L’instauration de visa par les deux Etats « permet donc, selon les autorités, de mieux contrôler les mouvements des personnes » et « d’identifier de futurs candidats au jihad ».
En revanche, selon plusieurs observateurs, « cette décision était attendue ». Car le Cameroun devait respecter des engagements vis-à-vis des autres pays de la Communauté économique des Etats de l’Afrique centrale, CEMAC. Au Mali comme au Cameroun, il existe une forte communauté des ressortissants des deux pays.
Pour certains analystes, l’instauration de visa entre les deux pays n’est pas une mesure de sécurité suffisante sur le long terme dans la lutte contre le terrorisme.
Pr. Mamadou Samaké est chargé de cours à l’Université des sciences juridiques et politiques de Bamako. Il a été joint au téléphone par Ayouba Sow.
« Les raisons officielles qui ont été évoquées s’inscrivent dans le sens de la lutte contre le terrorisme. Depuis les années 1961, il y avait une convention entre le Mali et le Cameroun qui donnait pratiquement les mêmes droits aux Camerounais au Mali, aux Maliens au Cameroun. La preuve est qu’il y a des médecins camerounais qui travaillent au niveau de la fonction publique malienne. Le fait qu’il n’y avait pas de visa, les camerounais venaient ici, et la légèreté avec laquelle il est possible d’avoir des actes d’état civil au Mali faisait en sorte que ces camerounais pouvaient avoir le passeport malien qui leur donnait la possibilité de séjourner pendant au moins trois mois en Algérie, au Maroc et en Tunisie. Donc c’est dans le cadre de la lutte contre BOKO Haram, devenu Etat Islamique en Afrique de l’Ouest ,que ces mesures ont été prises. Ça ne constitue pas une avancée. Le terrorisme étant un fléau mondial, si des mesures peuvent être prises pour l’éradiquer, je crois que ça va dans le bon sens. Mais je ne crois pas que ces mesures soient suffisantes sur le long terme pour pouvoir éradiquer le terrorisme ».
La mesure ne laisse pas indifférentes les organisations de défense des droits des immigrés maliens. Selon elles, l’instauration de visa entre le Mali et le Cameroun est, d’une part, « une remise en question d’un acquis des pères des indépendances des deux pays », mais d’autre part « un pas vers le durcissement des conditions des ressortissants maliens vivant au Cameroun ».

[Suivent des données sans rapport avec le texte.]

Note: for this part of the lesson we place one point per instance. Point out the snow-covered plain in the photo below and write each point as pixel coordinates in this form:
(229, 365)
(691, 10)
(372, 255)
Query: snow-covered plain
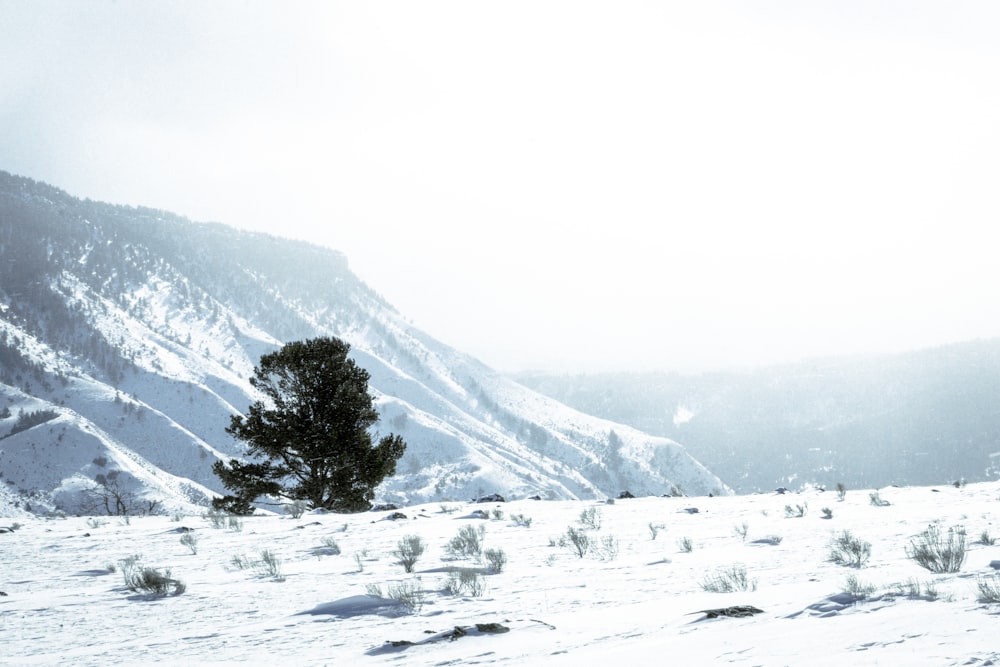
(639, 606)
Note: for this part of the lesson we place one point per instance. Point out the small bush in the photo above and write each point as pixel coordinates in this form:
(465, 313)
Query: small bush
(154, 582)
(142, 579)
(408, 551)
(740, 530)
(496, 559)
(609, 547)
(240, 562)
(591, 518)
(857, 589)
(989, 588)
(217, 518)
(728, 580)
(190, 540)
(933, 551)
(847, 549)
(576, 541)
(297, 508)
(915, 590)
(468, 543)
(875, 500)
(407, 592)
(467, 582)
(269, 565)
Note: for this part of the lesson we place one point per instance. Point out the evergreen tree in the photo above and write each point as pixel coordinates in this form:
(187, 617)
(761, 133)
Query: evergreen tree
(310, 439)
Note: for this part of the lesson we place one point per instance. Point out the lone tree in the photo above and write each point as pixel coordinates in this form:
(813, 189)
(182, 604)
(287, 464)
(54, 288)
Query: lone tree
(310, 440)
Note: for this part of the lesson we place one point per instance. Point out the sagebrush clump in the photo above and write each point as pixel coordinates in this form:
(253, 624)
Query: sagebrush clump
(848, 549)
(939, 552)
(408, 550)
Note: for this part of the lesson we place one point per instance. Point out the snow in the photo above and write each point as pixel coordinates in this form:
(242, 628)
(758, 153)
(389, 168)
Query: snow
(641, 605)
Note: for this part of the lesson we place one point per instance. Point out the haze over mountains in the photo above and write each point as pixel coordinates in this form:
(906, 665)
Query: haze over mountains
(917, 418)
(127, 337)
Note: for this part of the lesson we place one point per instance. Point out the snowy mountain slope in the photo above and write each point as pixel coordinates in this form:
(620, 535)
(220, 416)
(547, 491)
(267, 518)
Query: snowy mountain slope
(919, 417)
(134, 333)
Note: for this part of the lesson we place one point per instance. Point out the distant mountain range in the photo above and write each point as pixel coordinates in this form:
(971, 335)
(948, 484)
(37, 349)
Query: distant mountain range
(128, 335)
(919, 418)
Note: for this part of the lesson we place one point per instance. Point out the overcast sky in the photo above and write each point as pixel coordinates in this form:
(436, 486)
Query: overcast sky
(571, 186)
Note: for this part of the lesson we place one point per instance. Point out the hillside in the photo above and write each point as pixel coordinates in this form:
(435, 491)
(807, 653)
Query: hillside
(332, 591)
(127, 337)
(924, 417)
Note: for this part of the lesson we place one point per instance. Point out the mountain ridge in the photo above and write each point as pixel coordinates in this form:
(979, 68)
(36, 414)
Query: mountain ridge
(140, 329)
(912, 418)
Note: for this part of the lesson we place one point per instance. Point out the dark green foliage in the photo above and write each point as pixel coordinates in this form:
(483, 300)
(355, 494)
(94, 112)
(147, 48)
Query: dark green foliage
(311, 440)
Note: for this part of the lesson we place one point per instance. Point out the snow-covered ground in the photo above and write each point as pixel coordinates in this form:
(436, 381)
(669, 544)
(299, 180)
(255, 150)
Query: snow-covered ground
(62, 604)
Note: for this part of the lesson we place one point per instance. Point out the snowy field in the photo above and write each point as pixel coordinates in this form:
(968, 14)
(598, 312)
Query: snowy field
(634, 598)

Ousmane Diarra, est président de l’Association malienne des expulsés. Il est joint par Idrissa Sako :
« C’est une décision très grave, puisque l’initiative date des premières heures de l’indépendance de nos deux pays. Je pense que nos deux gouvernements ont bien travaillé et la mesure a été jusqu’ici salutaire. Mais vu tout ce que se dit sur la migration aujourd’hui, la politique de migration de l’Union européenne, a beaucoup influencé nos États. Il y a beaucoup de pressions européennes sur la migration, et les États africains ne peuvent que subir. Je pense que le Cameroun et le Mali n’ont pas le choix et ne peuvent que revoir cette convention, sinon tout ce qu’on dit en lien avec le terrorisme, n’est pas vrai. Ce qu’il faut retenir, c’est que la mesure va contribuer au durcissement des conditions des migrants maliens dans les pays d’Afrique centrale et leur établissement. Donc les Maliens qui vivent en Afrique centrale, seront confrontés à des situations difficiles. Je pense que le gouvernement malien et les migrants maliens ont leur mot à dire sur la mesure ».